Learning Outcomes: On completion of the unit the student should be able to:
* Define the nature of geographic information and the type of decisions that make use of such information;
* Discuss the problems and techniques of representation, (including generalisation, discrete and continuous fields, georeferencing and uncertainty of data);
* Develop a GIS to meet an identified need, using suitable software, appropriate data modelling and data collection techniques;
* Perform appropriate geovisualization, query, measurement and transformation and inference to the GIS they have developed;
* Discuss issues of maintaining the currency of large scale geographic databases;
* Evaluate a geographical information system including fitness for purpose and data integrity issues that may affect the validity of the model and reduce dependency on the outcomes.
Skills: * Academic skills - Research, analyse, compare and contrast, apply, evaluate. (Taught and Assessed).
* Practical skills - GIS programming skills, development skills, programming and SQL design skills, coding skills, management skills. (Taught and Assessed).
* Personal skills - time management, personal organisation, problem solving, and research. (Taught and Assessed).
* Communication skills - demonstrations, working with an employer. (Taught and Assessed).

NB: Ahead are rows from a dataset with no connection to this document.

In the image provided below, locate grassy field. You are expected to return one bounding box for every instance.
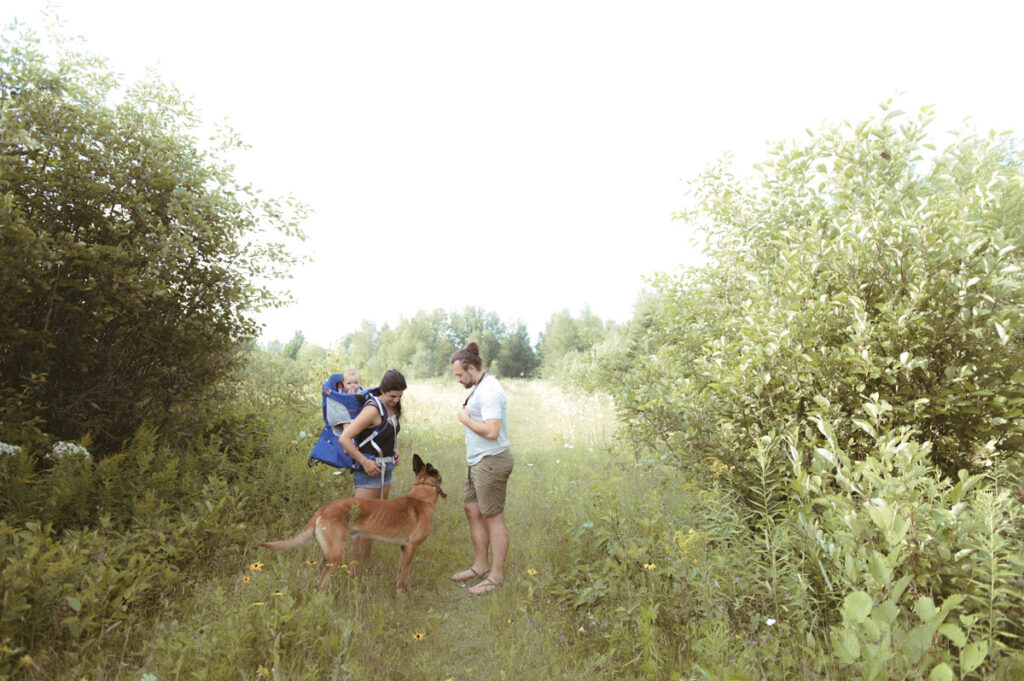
[116,378,626,681]
[16,376,1017,680]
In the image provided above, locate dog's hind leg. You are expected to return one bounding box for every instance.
[313,517,350,590]
[315,556,346,590]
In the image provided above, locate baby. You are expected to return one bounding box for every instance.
[338,368,361,394]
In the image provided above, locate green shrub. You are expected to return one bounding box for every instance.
[590,103,1024,676]
[0,443,40,523]
[605,104,1024,477]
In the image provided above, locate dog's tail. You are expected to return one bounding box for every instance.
[259,521,315,552]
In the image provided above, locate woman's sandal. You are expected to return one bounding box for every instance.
[451,566,489,583]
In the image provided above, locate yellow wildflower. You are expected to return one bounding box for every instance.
[643,563,657,571]
[411,630,426,641]
[256,664,270,678]
[271,591,284,597]
[249,562,264,572]
[708,457,735,478]
[252,601,267,607]
[527,569,538,576]
[241,574,251,584]
[19,655,33,667]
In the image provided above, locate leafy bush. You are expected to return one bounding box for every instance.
[789,399,1022,679]
[0,346,316,670]
[604,104,1024,477]
[589,104,1024,677]
[0,21,305,453]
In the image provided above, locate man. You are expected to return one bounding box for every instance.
[449,342,513,595]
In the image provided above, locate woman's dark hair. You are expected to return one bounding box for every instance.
[379,368,407,393]
[371,369,407,420]
[450,342,483,370]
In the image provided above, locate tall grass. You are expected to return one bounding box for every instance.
[10,376,1018,679]
[2,378,624,680]
[128,378,623,681]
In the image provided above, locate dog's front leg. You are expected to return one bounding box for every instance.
[395,542,418,593]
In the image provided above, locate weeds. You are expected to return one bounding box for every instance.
[3,375,1020,680]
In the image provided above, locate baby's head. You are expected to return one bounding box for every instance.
[340,368,361,394]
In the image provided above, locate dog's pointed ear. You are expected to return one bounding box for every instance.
[426,464,437,476]
[413,453,424,474]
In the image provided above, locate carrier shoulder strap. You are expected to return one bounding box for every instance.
[356,393,389,457]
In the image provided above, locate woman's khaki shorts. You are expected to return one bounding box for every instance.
[465,449,514,518]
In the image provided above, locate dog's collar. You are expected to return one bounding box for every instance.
[414,479,447,499]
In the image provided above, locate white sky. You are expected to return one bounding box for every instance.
[8,1,1024,345]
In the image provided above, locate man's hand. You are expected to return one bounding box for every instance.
[458,407,500,440]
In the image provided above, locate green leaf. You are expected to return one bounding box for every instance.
[929,662,954,681]
[851,418,877,438]
[961,640,988,674]
[938,623,966,648]
[903,624,934,663]
[66,596,82,613]
[842,591,873,624]
[869,552,891,587]
[995,322,1009,345]
[914,595,937,622]
[832,626,861,664]
[867,503,894,534]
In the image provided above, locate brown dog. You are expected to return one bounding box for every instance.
[259,453,446,592]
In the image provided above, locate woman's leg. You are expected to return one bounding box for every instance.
[351,484,391,568]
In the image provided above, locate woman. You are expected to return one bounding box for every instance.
[339,368,407,501]
[337,369,407,568]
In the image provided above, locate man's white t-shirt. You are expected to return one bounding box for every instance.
[464,374,510,466]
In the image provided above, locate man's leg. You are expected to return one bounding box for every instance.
[452,500,491,580]
[467,451,513,593]
[483,512,509,583]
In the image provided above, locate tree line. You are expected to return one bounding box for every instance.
[267,305,612,382]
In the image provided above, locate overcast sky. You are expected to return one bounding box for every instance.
[8,1,1024,345]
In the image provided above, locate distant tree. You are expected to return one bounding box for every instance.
[294,341,325,366]
[446,307,505,371]
[0,24,305,452]
[497,322,539,377]
[383,309,455,378]
[537,306,606,376]
[282,331,305,360]
[332,320,381,377]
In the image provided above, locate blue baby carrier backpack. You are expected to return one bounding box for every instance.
[307,373,389,470]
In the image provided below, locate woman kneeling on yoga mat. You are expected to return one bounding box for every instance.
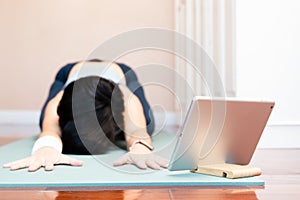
[3,59,168,171]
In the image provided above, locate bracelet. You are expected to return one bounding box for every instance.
[31,136,63,155]
[129,139,154,151]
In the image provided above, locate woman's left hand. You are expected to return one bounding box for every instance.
[113,144,169,170]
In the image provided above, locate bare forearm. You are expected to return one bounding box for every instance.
[39,91,63,141]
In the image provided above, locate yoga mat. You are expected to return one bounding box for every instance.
[0,132,264,188]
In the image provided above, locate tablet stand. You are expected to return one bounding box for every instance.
[191,163,262,179]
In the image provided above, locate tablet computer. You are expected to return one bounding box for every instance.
[168,96,274,171]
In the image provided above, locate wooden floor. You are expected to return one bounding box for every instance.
[0,125,300,199]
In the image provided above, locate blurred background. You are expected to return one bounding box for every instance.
[0,0,299,148]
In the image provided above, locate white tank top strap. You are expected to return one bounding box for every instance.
[64,63,126,88]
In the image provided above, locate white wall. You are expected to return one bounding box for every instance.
[236,0,300,147]
[0,0,174,111]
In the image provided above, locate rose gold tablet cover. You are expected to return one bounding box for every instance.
[168,97,274,171]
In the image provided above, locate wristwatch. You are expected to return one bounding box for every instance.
[129,139,154,151]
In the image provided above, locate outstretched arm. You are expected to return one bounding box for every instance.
[3,91,83,171]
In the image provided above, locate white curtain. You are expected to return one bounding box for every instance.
[174,0,236,111]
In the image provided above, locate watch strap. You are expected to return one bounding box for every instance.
[129,139,154,151]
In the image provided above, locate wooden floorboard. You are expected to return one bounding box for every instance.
[0,125,299,199]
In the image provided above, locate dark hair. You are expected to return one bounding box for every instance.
[57,76,124,155]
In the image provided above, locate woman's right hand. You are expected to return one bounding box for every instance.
[2,147,83,172]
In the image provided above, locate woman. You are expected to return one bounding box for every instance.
[3,59,168,171]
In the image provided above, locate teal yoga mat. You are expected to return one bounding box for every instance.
[0,132,264,188]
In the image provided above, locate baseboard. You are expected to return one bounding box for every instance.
[153,111,180,128]
[0,110,299,148]
[0,110,180,127]
[257,124,300,149]
[0,110,40,125]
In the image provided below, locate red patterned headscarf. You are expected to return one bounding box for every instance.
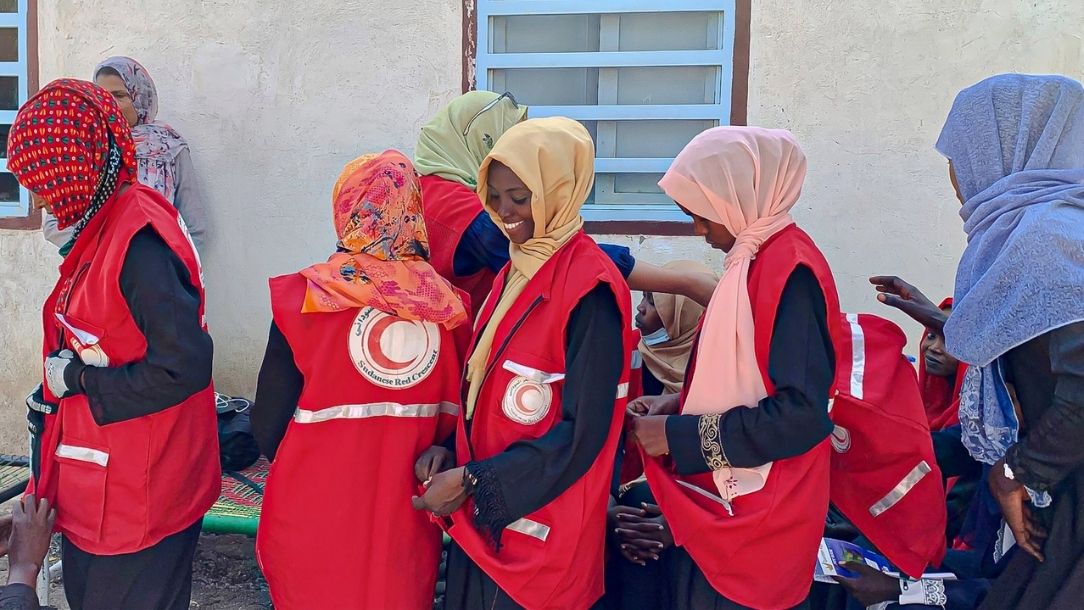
[7,79,136,232]
[300,151,468,328]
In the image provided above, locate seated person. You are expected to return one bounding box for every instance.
[635,261,712,397]
[605,264,708,610]
[871,276,981,542]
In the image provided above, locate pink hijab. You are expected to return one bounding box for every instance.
[658,126,807,501]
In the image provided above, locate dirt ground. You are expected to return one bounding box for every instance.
[0,533,271,609]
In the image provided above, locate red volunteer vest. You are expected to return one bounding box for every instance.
[421,175,497,315]
[38,183,220,555]
[643,226,841,610]
[830,313,947,577]
[447,232,634,610]
[256,274,468,610]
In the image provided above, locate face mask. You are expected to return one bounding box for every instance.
[642,327,670,346]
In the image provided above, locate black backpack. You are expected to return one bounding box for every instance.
[216,394,261,472]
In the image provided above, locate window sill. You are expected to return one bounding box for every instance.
[0,212,40,230]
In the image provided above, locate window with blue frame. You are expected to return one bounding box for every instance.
[0,0,28,219]
[474,1,741,222]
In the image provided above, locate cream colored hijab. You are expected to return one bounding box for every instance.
[640,260,714,394]
[464,117,595,417]
[658,126,807,501]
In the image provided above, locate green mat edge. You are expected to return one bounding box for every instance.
[202,512,259,537]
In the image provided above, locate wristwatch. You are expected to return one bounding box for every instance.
[1003,462,1016,481]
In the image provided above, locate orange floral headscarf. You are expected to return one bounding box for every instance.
[300,151,467,328]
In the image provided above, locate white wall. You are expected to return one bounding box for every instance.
[1,0,1083,452]
[0,0,464,451]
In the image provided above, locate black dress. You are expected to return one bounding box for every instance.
[611,266,836,610]
[444,284,625,610]
[980,321,1084,610]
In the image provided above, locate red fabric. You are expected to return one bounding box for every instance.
[643,226,840,610]
[830,313,948,577]
[7,79,136,229]
[257,274,469,610]
[420,175,498,315]
[918,298,967,431]
[446,232,634,610]
[36,184,218,555]
[620,335,646,485]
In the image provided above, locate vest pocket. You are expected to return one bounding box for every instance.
[54,439,109,544]
[498,355,565,432]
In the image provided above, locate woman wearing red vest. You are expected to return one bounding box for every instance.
[250,151,469,610]
[9,80,218,610]
[414,91,716,316]
[629,127,840,610]
[412,117,633,610]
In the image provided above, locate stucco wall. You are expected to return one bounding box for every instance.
[1,1,1083,453]
[0,0,465,451]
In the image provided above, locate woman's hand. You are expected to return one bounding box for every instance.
[414,446,454,484]
[7,495,56,587]
[612,503,674,566]
[989,457,1046,562]
[869,276,947,331]
[834,561,901,607]
[630,415,670,456]
[411,466,469,516]
[627,393,680,417]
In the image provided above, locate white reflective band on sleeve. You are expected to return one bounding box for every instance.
[505,517,550,542]
[676,480,733,516]
[845,313,866,400]
[502,361,565,384]
[55,444,109,467]
[294,401,458,424]
[870,460,932,517]
[630,351,643,369]
[616,382,630,399]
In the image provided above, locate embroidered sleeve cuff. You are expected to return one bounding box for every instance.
[697,413,730,471]
[466,461,513,547]
[1005,443,1049,492]
[899,579,947,606]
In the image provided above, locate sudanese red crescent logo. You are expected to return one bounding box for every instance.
[830,425,852,453]
[502,377,553,425]
[348,308,440,389]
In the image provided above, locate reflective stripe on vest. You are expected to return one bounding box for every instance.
[294,401,459,424]
[506,517,551,542]
[616,382,630,399]
[869,460,932,517]
[55,443,109,467]
[845,313,866,399]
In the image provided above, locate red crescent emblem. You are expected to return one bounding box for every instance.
[365,316,417,371]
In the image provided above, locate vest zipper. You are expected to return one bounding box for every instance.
[463,295,545,450]
[479,295,545,390]
[54,262,91,346]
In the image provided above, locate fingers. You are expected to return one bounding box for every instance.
[1024,518,1048,542]
[868,276,899,289]
[410,495,428,511]
[641,503,663,516]
[615,529,666,547]
[612,507,648,520]
[1003,502,1044,563]
[616,521,665,533]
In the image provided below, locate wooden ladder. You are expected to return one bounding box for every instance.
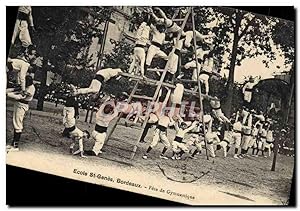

Content: * Problems of representation by abstraction and generalisation that are required to produce maps and useful spatial data sets;
* Principles of uncertainty with respect to GIS;
* Identify and use appropriate data representations; raster, vector, georeferencing;
* Explain the limitations of data collection techniques;
* Develop a GIS. Identifying system requirements, developing a GIS application to meet the identified need, applying geo-referencing within the application and implement the design and populate it with data;
* Spatial Analysis using the geographical information system by generating relevant hypotheses and applying these hypotheses to support decisions.